The Black Bears have started 5-0 with five quality wins against non-conference opponents this season, but they finally get their first shot at picking up some Hockey East points in their league opener. UMass will be on the second leg of a tough weekend trip, which starts Thursday night in Durham.

While You’re There: Orono is (another) one of INCH’s favorite spots for post-game activities, though we don’t discriminate against many. Be sure to check out the Bear Brew, which is in a fun area. Ushuaia is also a decent spot, especially when they have a live band outside.

Stick Salute

Pete MacArthur has scored some important goals in his two-plus years on Comm. Ave., and he can add another one to his résumé. He knocked home the 10,000th goal in BU history on Friday night, when the Terriers woke up late to knock off Northeastern.

Bench Minor

We give BC credit for their achievements at INCH, so we don’t feel bad for knocking them down here this week. The Eagles flat out did not show up against Notre Dame last Friday and took it on the chin as a result, even getting booed off the ice by the SuperFans. Hey, at least they didn’t use pine tar.
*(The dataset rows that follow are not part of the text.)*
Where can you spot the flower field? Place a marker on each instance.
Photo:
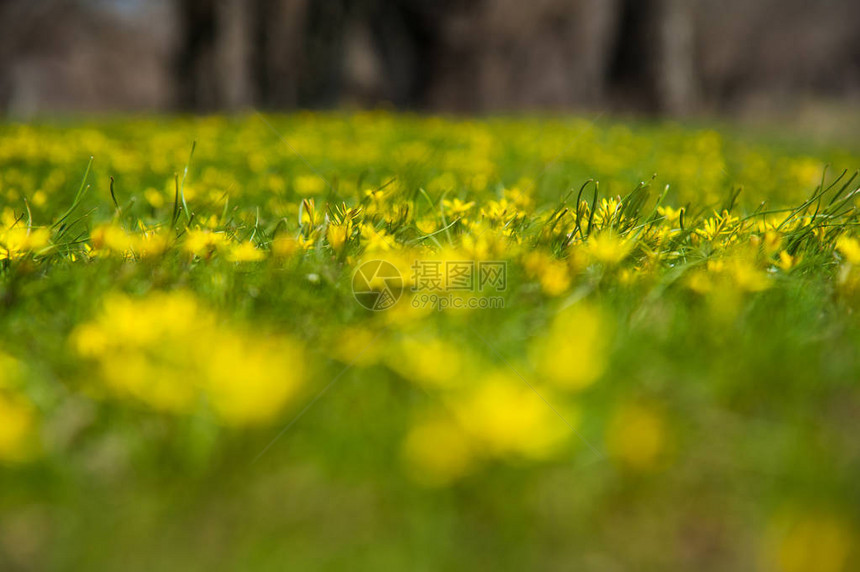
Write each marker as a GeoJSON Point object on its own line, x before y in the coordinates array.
{"type": "Point", "coordinates": [377, 341]}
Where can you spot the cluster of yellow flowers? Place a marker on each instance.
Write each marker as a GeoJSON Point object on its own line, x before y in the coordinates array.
{"type": "Point", "coordinates": [170, 353]}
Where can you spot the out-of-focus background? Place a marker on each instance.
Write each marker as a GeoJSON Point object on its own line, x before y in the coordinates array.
{"type": "Point", "coordinates": [674, 57]}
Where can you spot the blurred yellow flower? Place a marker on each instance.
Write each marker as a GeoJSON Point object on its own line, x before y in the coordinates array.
{"type": "Point", "coordinates": [438, 452]}
{"type": "Point", "coordinates": [167, 351]}
{"type": "Point", "coordinates": [573, 353]}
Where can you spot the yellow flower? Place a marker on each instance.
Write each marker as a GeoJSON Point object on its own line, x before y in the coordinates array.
{"type": "Point", "coordinates": [18, 425]}
{"type": "Point", "coordinates": [19, 240]}
{"type": "Point", "coordinates": [337, 235]}
{"type": "Point", "coordinates": [553, 274]}
{"type": "Point", "coordinates": [438, 452]}
{"type": "Point", "coordinates": [376, 240]}
{"type": "Point", "coordinates": [245, 252]}
{"type": "Point", "coordinates": [636, 436]}
{"type": "Point", "coordinates": [170, 353]}
{"type": "Point", "coordinates": [813, 542]}
{"type": "Point", "coordinates": [849, 247]}
{"type": "Point", "coordinates": [505, 417]}
{"type": "Point", "coordinates": [608, 248]}
{"type": "Point", "coordinates": [306, 185]}
{"type": "Point", "coordinates": [457, 208]}
{"type": "Point", "coordinates": [204, 243]}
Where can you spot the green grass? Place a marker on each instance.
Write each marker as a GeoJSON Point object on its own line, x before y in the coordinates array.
{"type": "Point", "coordinates": [188, 382]}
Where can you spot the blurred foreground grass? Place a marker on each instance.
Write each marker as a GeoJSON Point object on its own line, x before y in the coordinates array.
{"type": "Point", "coordinates": [667, 378]}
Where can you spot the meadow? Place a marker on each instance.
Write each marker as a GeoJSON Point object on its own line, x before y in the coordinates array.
{"type": "Point", "coordinates": [590, 345]}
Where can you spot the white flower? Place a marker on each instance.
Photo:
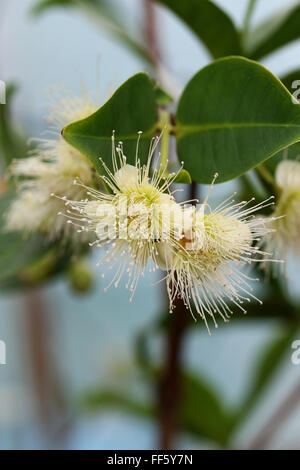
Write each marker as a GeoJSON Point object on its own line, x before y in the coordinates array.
{"type": "Point", "coordinates": [205, 270]}
{"type": "Point", "coordinates": [137, 215]}
{"type": "Point", "coordinates": [49, 170]}
{"type": "Point", "coordinates": [286, 216]}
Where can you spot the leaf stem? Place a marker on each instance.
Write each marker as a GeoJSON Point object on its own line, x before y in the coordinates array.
{"type": "Point", "coordinates": [248, 16]}
{"type": "Point", "coordinates": [267, 179]}
{"type": "Point", "coordinates": [165, 129]}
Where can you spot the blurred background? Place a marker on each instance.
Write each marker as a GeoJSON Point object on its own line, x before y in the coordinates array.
{"type": "Point", "coordinates": [63, 346]}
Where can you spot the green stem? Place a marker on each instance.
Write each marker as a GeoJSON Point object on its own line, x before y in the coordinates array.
{"type": "Point", "coordinates": [248, 16]}
{"type": "Point", "coordinates": [165, 128]}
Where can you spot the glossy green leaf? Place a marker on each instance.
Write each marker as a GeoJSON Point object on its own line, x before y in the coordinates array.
{"type": "Point", "coordinates": [276, 32]}
{"type": "Point", "coordinates": [233, 115]}
{"type": "Point", "coordinates": [290, 81]}
{"type": "Point", "coordinates": [264, 372]}
{"type": "Point", "coordinates": [210, 23]}
{"type": "Point", "coordinates": [12, 145]}
{"type": "Point", "coordinates": [104, 15]}
{"type": "Point", "coordinates": [162, 97]}
{"type": "Point", "coordinates": [131, 109]}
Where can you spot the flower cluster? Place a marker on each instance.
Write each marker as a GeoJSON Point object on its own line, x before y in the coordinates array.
{"type": "Point", "coordinates": [201, 250]}
{"type": "Point", "coordinates": [286, 216]}
{"type": "Point", "coordinates": [50, 169]}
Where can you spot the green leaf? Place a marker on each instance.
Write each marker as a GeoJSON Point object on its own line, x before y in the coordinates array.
{"type": "Point", "coordinates": [99, 400]}
{"type": "Point", "coordinates": [211, 24]}
{"type": "Point", "coordinates": [233, 115]}
{"type": "Point", "coordinates": [131, 109]}
{"type": "Point", "coordinates": [202, 412]}
{"type": "Point", "coordinates": [102, 13]}
{"type": "Point", "coordinates": [290, 153]}
{"type": "Point", "coordinates": [12, 145]}
{"type": "Point", "coordinates": [268, 365]}
{"type": "Point", "coordinates": [289, 79]}
{"type": "Point", "coordinates": [162, 97]}
{"type": "Point", "coordinates": [276, 32]}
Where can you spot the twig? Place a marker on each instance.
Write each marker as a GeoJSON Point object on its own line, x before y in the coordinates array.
{"type": "Point", "coordinates": [170, 386]}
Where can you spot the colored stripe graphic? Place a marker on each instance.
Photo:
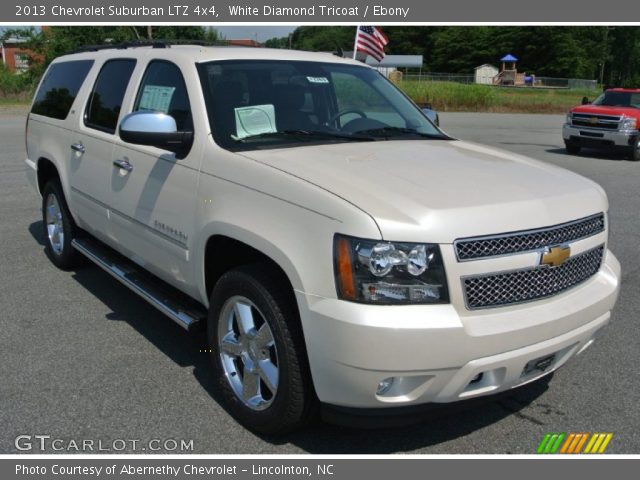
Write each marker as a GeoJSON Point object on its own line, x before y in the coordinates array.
{"type": "Point", "coordinates": [573, 443]}
{"type": "Point", "coordinates": [551, 443]}
{"type": "Point", "coordinates": [581, 443]}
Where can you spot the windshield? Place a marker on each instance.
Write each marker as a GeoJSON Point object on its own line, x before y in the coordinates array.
{"type": "Point", "coordinates": [269, 104]}
{"type": "Point", "coordinates": [618, 99]}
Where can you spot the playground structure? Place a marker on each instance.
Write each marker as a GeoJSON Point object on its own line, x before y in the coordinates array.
{"type": "Point", "coordinates": [509, 75]}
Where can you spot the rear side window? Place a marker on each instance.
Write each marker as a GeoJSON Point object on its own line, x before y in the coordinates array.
{"type": "Point", "coordinates": [108, 92]}
{"type": "Point", "coordinates": [163, 90]}
{"type": "Point", "coordinates": [60, 87]}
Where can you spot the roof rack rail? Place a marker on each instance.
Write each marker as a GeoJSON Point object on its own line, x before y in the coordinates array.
{"type": "Point", "coordinates": [150, 43]}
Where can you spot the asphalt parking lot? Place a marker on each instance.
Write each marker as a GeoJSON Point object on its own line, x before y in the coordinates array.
{"type": "Point", "coordinates": [83, 358]}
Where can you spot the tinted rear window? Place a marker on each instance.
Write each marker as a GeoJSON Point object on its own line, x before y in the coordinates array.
{"type": "Point", "coordinates": [60, 87]}
{"type": "Point", "coordinates": [106, 99]}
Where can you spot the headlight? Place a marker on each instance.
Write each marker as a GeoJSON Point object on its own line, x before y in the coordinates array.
{"type": "Point", "coordinates": [628, 123]}
{"type": "Point", "coordinates": [378, 272]}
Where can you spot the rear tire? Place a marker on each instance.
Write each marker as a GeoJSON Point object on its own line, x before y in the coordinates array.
{"type": "Point", "coordinates": [258, 351]}
{"type": "Point", "coordinates": [572, 147]}
{"type": "Point", "coordinates": [59, 227]}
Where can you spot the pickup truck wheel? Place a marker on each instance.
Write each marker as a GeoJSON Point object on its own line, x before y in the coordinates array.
{"type": "Point", "coordinates": [258, 351]}
{"type": "Point", "coordinates": [571, 147]}
{"type": "Point", "coordinates": [59, 227]}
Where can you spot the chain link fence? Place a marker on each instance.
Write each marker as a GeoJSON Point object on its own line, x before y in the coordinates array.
{"type": "Point", "coordinates": [539, 82]}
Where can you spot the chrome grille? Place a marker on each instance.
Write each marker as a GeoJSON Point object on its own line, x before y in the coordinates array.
{"type": "Point", "coordinates": [519, 286]}
{"type": "Point", "coordinates": [589, 120]}
{"type": "Point", "coordinates": [529, 240]}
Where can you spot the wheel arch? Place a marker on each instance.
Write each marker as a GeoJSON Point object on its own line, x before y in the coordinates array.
{"type": "Point", "coordinates": [230, 247]}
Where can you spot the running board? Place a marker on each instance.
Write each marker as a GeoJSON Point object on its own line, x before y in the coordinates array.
{"type": "Point", "coordinates": [174, 304]}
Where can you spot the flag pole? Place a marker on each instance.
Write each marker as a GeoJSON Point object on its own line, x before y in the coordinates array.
{"type": "Point", "coordinates": [355, 42]}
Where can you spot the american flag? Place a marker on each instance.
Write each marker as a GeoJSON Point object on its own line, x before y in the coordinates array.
{"type": "Point", "coordinates": [371, 40]}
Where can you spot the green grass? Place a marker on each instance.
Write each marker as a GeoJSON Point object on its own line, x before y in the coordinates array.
{"type": "Point", "coordinates": [457, 97]}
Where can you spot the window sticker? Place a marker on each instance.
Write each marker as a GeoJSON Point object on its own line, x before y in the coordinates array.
{"type": "Point", "coordinates": [156, 98]}
{"type": "Point", "coordinates": [318, 79]}
{"type": "Point", "coordinates": [254, 120]}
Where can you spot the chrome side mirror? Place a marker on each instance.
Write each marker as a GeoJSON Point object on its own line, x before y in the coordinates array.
{"type": "Point", "coordinates": [155, 129]}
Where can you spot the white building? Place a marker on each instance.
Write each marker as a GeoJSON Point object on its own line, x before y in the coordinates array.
{"type": "Point", "coordinates": [485, 74]}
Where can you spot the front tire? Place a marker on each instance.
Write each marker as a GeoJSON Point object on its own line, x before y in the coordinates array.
{"type": "Point", "coordinates": [258, 352]}
{"type": "Point", "coordinates": [59, 227]}
{"type": "Point", "coordinates": [635, 153]}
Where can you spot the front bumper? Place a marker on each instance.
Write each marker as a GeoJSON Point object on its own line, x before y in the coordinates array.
{"type": "Point", "coordinates": [598, 138]}
{"type": "Point", "coordinates": [437, 355]}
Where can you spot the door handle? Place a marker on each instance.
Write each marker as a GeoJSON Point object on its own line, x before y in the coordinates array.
{"type": "Point", "coordinates": [78, 147]}
{"type": "Point", "coordinates": [123, 164]}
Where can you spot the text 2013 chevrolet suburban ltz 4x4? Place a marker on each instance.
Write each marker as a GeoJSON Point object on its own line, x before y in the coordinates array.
{"type": "Point", "coordinates": [340, 248]}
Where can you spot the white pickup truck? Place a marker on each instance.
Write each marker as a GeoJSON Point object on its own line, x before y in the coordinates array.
{"type": "Point", "coordinates": [339, 248]}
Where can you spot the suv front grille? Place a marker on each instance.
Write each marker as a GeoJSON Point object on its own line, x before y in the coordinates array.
{"type": "Point", "coordinates": [605, 122]}
{"type": "Point", "coordinates": [529, 240]}
{"type": "Point", "coordinates": [519, 286]}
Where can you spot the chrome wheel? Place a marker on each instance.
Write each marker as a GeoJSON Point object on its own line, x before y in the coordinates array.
{"type": "Point", "coordinates": [55, 226]}
{"type": "Point", "coordinates": [248, 353]}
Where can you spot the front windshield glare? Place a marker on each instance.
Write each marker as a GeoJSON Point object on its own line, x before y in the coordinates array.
{"type": "Point", "coordinates": [269, 104]}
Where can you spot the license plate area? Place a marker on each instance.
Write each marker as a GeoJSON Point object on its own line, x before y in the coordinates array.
{"type": "Point", "coordinates": [538, 365]}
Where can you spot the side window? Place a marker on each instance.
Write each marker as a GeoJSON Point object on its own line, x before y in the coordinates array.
{"type": "Point", "coordinates": [60, 87]}
{"type": "Point", "coordinates": [105, 101]}
{"type": "Point", "coordinates": [163, 90]}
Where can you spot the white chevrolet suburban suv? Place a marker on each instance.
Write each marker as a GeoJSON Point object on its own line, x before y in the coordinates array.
{"type": "Point", "coordinates": [339, 248]}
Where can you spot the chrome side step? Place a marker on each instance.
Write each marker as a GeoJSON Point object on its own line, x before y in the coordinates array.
{"type": "Point", "coordinates": [178, 307]}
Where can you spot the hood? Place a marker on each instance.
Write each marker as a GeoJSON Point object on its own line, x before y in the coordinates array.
{"type": "Point", "coordinates": [607, 110]}
{"type": "Point", "coordinates": [439, 190]}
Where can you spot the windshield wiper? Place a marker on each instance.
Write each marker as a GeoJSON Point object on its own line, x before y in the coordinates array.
{"type": "Point", "coordinates": [388, 132]}
{"type": "Point", "coordinates": [308, 134]}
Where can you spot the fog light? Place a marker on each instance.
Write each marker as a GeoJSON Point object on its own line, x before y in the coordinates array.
{"type": "Point", "coordinates": [384, 386]}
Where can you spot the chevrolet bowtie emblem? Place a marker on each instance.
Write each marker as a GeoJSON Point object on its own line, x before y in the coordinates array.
{"type": "Point", "coordinates": [555, 256]}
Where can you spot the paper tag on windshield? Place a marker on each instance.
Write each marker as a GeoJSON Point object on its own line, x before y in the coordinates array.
{"type": "Point", "coordinates": [318, 79]}
{"type": "Point", "coordinates": [255, 120]}
{"type": "Point", "coordinates": [156, 98]}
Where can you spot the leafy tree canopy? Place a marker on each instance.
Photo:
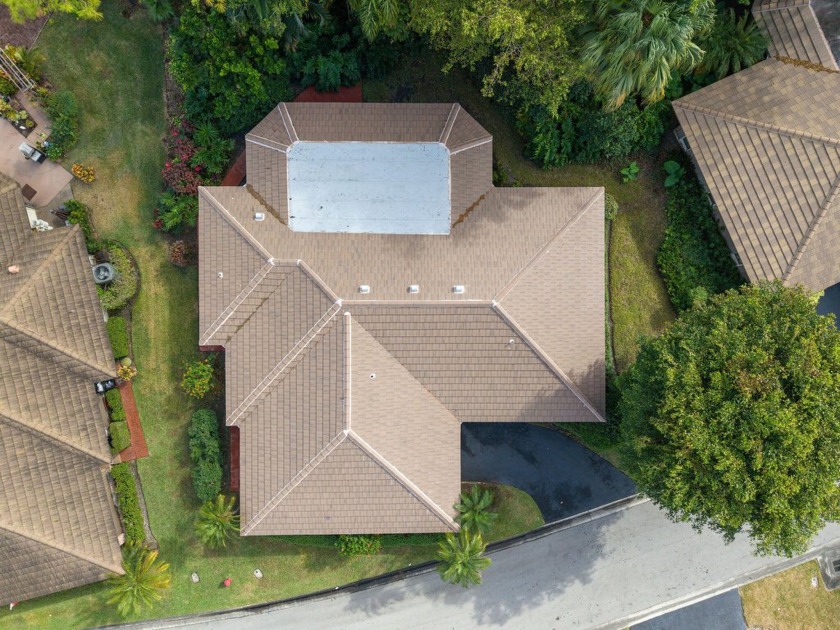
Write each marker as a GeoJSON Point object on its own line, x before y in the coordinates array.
{"type": "Point", "coordinates": [731, 420]}
{"type": "Point", "coordinates": [532, 40]}
{"type": "Point", "coordinates": [29, 9]}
• River Hawk Jeremy Hall reunited with former team Niagara in the consolation game of the Mutual of Omaha Stampede on Saturday. Hall, who transferred from Niagara, didn’t figure in the scoring, but UMass Lowell did earn its first win of the season.

• Word around the street is that a few fans had to be removed from the Mullins Center during UMass’ home opener against Sacred Heart on Oct. 13 for yelling obscenities near the radio crew on press row. After sports information director Kimberly Gardner had the fans escorted out of the building on Friday night, she found herself on the wrong end of a heckling chant on Saturday night when the Minutemen played Clarkson. Gardner said she was honored to feel so loved.

“You know you’ve arrived,” she said, “when you get a personalized ‘sucks’ cheer.”

• UNH became the first non-WCHA team to sweep Colorado College at the new World Arena over the weekend with wins of 4-3 and 7-4. The Wildcats were led by Hockey East Player of the Week Trevor Smith, who picked up three goals and two assists.

• Ben Bishop went nearly 94 minutes without allowing a goal in the two-game series at North Dakota last weekend. He stopped 48 of 50 shots in Maine’s sweep.

• BC coach Jerry York reunited with an old friend on Saturday night – Bowling Green coach Scott Paluch, who played for York at Bowling Green before becoming an assistant coach for York at BG and then BC from 1994-2002. The Eagles beat the Falcons 5-1.

• UMass had last weekend off but used the time to play its annual Maroon & White scrimmage on Saturday.

• Providence’s Colin McDonald has scored a goal in each of his last five games dating back to last season.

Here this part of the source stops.